The Democrats are running to see who can kill more unborn babies, raise taxes the highest, and to see who can put the most people out of work.
On the latter item, Elizabeth Warren has promised to put millions out of work on Day 1.
Warren says that on her first day in office, she will sign an Executive Order stopping all new leases for natural resources on public lands and to ban fracking “everywhere.”
Fracking has not only made us the number one energy-producing country in the world but it’s made that energy cheaper and has put millions into high paying jobs.
All of that disappears under Warren.
The left has decided that they hate the fossil fuel industry.
This means that all the Democrats running in 2020 are trying to outdo each other on how radically they will go after the businesses which provide energy.
They don’t seem to care that this is an industry which employs millions of Americans.
Check out this tweet from Elizabeth Warren:
On my first day as president, I will sign an executive order that puts a total moratorium on all new fossil fuel leases for drilling offshore and on public lands.
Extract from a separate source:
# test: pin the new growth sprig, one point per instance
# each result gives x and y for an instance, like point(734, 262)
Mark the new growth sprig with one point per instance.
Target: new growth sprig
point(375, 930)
And I will ban fracking—everywhere.
— Elizabeth Warren (@ewarren) September 6, 2019
Check out this report from the Heartland Institute in 2018:
RESEARCH & COMMENTARY: FRACKING HAS TURNED UNITED STATES INTO WORLD’S LEADING OIL PRODUCER
A 2015 Harvard Business School/Boston Consulting Group study estimates fracking supported 2.7 million jobs in 2014, with the potential to grow to 3.8 million jobs by 2030. Similarly, PricewaterhouseCoopers (PwC) prepared a report for the American Petroleum Institute that estimates the oil and natural gas industries supported 10.3 million jobs in 2015, an increase of about 500,00 compared to 2011.
The RAND Corporation projects the industries will support an additional 1.9 million jobs by 2035. By the same year, a 2012 IHS Markit study estimates fracking will have created 3.5 million jobs.
A 2016 Chamber of Commerce study projects that if the fracking revolution of the previous decade had not occurred, 4.3 million jobs would not have been created, the U.S. economy would be $500 billion smaller and residential natural gas prices would be 28 percent higher.